Congo : la dette publique augmente de 337,3 milliards de FCFA en trois mois
- Le corporate
- 28 août 2026
- Editorial
- 0Commentaires
La dette publique du Congo reste dominée à 58,29 % par le volet domestique.
9 564,28 milliards de FCFA. C’est le stock de la dette publique du Congo au 30 juin 2026, selon le bulletin statistique du ministère des Finances et du Budget. À cette date, le stock de la dette publique s’est établi à 9 564,28 milliards de FCFA, en hausse de 337,3 milliards de FCFA (+3,66 %) par rapport au niveau de 9 227,01 milliards de FCFA observé trois mois plus tôt. La structure du portefeuille de la dette demeure dominée par les engagements contractés auprès des créanciers domestiques, dont la part ressort à 58,29 % de la dette totale (5 575,21 milliards de FCFA), contre 41,71 % (3 989,07 milliards de FCFA) pour la dette à l’égard des créanciers extérieurs.
S’agissant de la dette extérieure, celle-ci se répartit entre les créanciers commerciaux (35,60 %, dont 29,95 % pour les sociétés financières et 5,66 % pour les divers créanciers non assurés), les créanciers bilatéraux (33,39 %) et, enfin, les créanciers multilatéraux (31,00 %).

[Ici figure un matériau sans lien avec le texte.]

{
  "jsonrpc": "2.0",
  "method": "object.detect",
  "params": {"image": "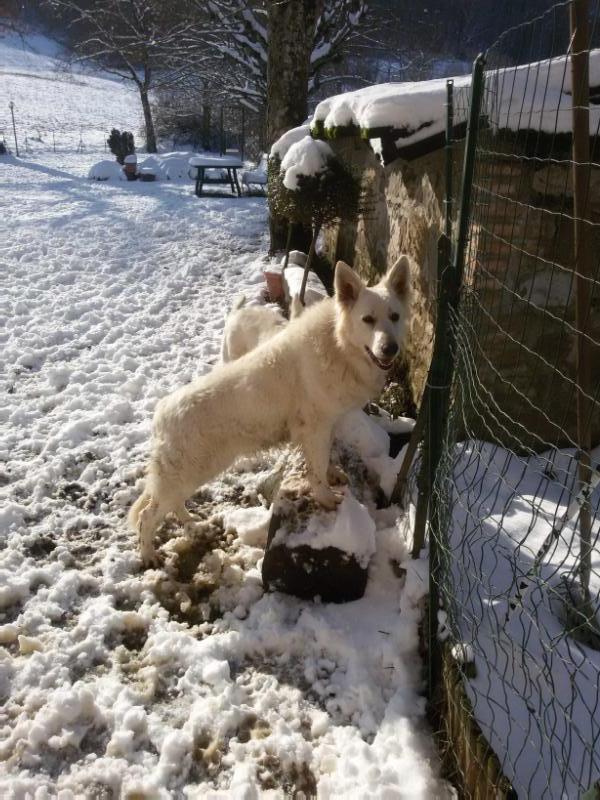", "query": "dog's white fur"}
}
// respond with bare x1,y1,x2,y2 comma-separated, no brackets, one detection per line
129,256,409,564
221,295,287,363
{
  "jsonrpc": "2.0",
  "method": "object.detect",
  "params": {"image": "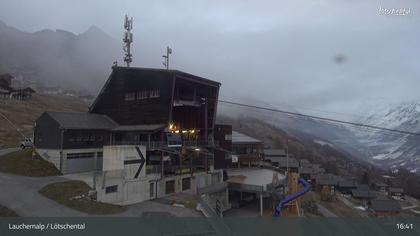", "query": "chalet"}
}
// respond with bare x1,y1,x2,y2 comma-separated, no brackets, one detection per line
34,66,230,208
214,124,233,169
9,87,35,100
351,185,376,205
0,74,14,90
369,199,402,216
232,131,264,167
0,87,9,98
372,182,388,193
299,159,311,167
314,174,342,194
388,187,404,200
337,179,358,194
264,148,287,159
271,157,299,172
299,167,315,181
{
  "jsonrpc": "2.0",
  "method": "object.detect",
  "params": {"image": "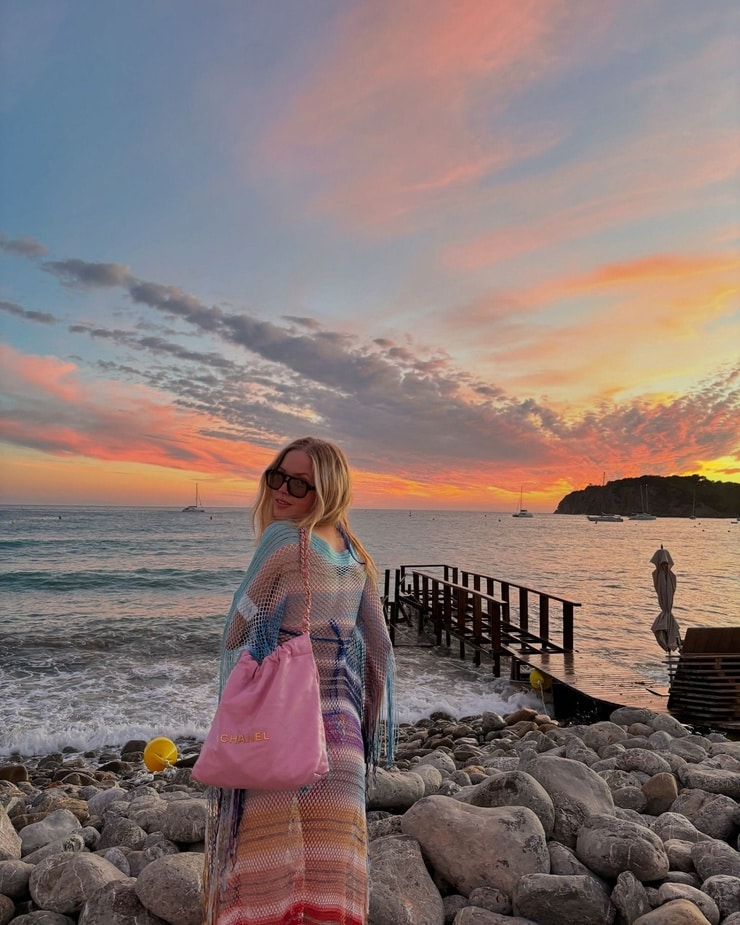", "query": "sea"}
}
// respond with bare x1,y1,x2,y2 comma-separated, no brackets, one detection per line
0,506,740,757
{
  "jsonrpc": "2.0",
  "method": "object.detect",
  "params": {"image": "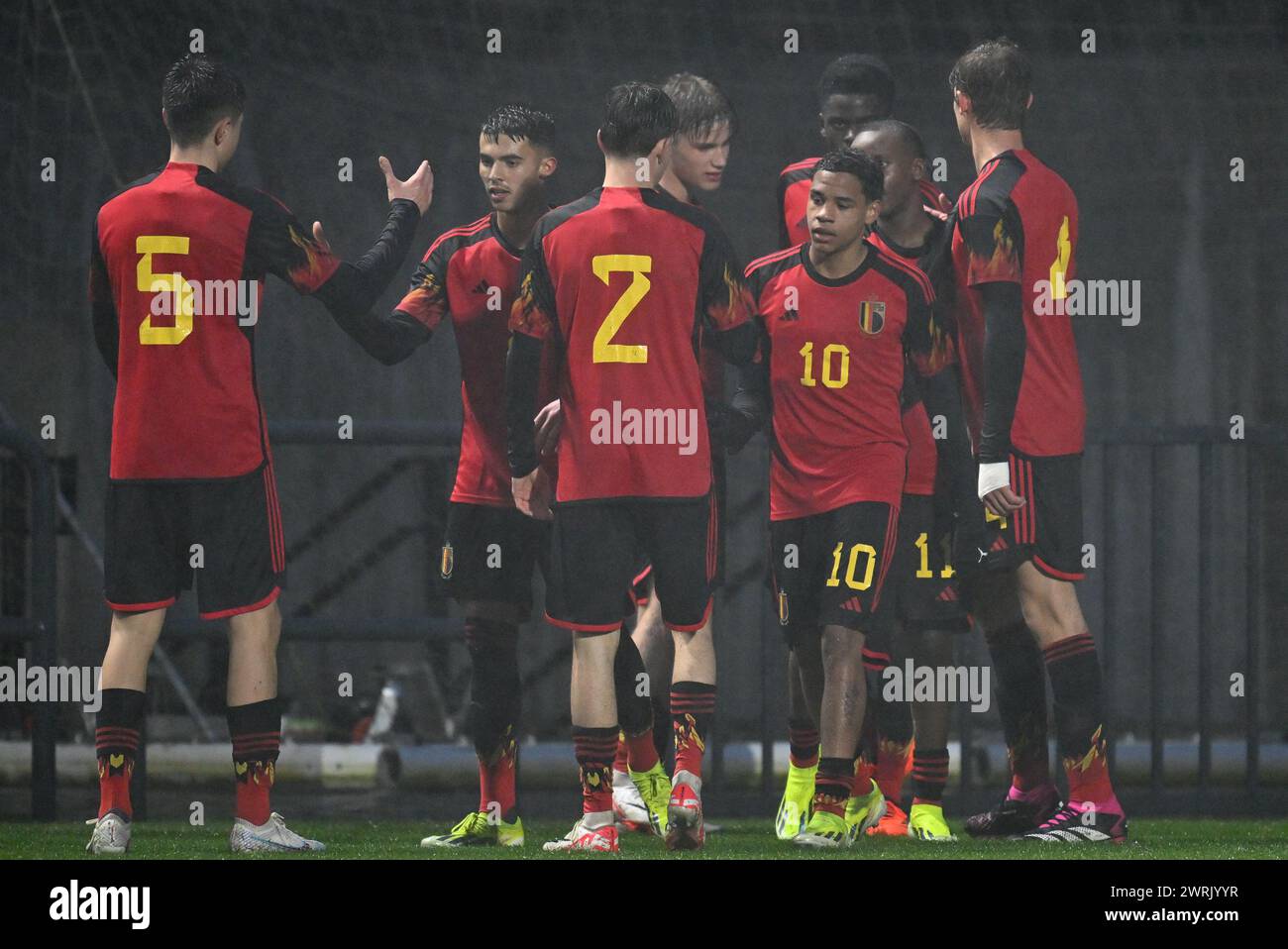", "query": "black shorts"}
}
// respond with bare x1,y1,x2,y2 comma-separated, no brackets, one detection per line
626,451,729,608
767,501,899,643
877,494,970,632
103,464,286,619
975,452,1086,580
438,501,550,618
546,493,718,632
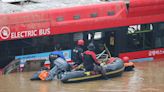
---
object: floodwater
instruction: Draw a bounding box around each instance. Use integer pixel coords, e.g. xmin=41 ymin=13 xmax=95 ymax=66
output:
xmin=0 ymin=60 xmax=164 ymax=92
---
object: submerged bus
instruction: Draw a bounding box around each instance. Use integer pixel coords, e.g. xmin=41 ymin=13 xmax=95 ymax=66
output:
xmin=0 ymin=0 xmax=164 ymax=67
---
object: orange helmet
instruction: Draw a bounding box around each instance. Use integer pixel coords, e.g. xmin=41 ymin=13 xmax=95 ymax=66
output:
xmin=77 ymin=40 xmax=84 ymax=46
xmin=122 ymin=56 xmax=129 ymax=63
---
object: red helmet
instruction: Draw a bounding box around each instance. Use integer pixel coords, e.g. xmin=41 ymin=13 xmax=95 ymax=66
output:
xmin=77 ymin=40 xmax=84 ymax=46
xmin=122 ymin=56 xmax=129 ymax=63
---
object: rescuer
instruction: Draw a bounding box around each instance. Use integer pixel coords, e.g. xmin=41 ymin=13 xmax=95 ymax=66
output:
xmin=83 ymin=43 xmax=106 ymax=79
xmin=72 ymin=39 xmax=85 ymax=66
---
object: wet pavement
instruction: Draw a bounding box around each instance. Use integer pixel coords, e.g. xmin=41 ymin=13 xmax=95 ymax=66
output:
xmin=0 ymin=60 xmax=164 ymax=92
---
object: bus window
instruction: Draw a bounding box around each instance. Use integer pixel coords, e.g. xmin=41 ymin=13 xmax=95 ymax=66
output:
xmin=56 ymin=16 xmax=64 ymax=22
xmin=127 ymin=24 xmax=153 ymax=51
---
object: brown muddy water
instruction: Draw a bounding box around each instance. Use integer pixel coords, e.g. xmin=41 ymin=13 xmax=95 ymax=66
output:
xmin=0 ymin=60 xmax=164 ymax=92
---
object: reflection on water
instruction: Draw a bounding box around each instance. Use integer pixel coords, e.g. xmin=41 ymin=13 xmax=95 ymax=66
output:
xmin=0 ymin=59 xmax=164 ymax=92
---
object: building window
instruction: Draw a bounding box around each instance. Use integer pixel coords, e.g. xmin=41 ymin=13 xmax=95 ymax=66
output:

Quant à la dette intérieure, elle se structure comme suit : la dette de marché, qui en constitue la principale composante (53,91 %), est essentiellement portée par les Obligations du Trésor Assimilables (78,47 %) et les Bons du Trésor Assimilables (21,53 %) ; vient ensuite la dette intérieure non conventionnée (23,75 %), comprenant principalement les arriérés commerciaux et sociaux ; enfin, la dette intérieure conventionnée hors marché des titres (22,34 %) regroupe les allocations de Droits de Tirage Spéciaux (DTS), les concours consolidés de la Banque des États de l’Afrique centrale (BEAC), ainsi que la restructuration de créances intérieures.
Cette progression continue de l’endettement, portée principalement par le marché domestique, illustre la dépendance croissante du Trésor congolais aux financements internes pour couvrir ses besoins budgétaires, dans un contexte où l’accès aux financements extérieurs concessionnels demeure contraint.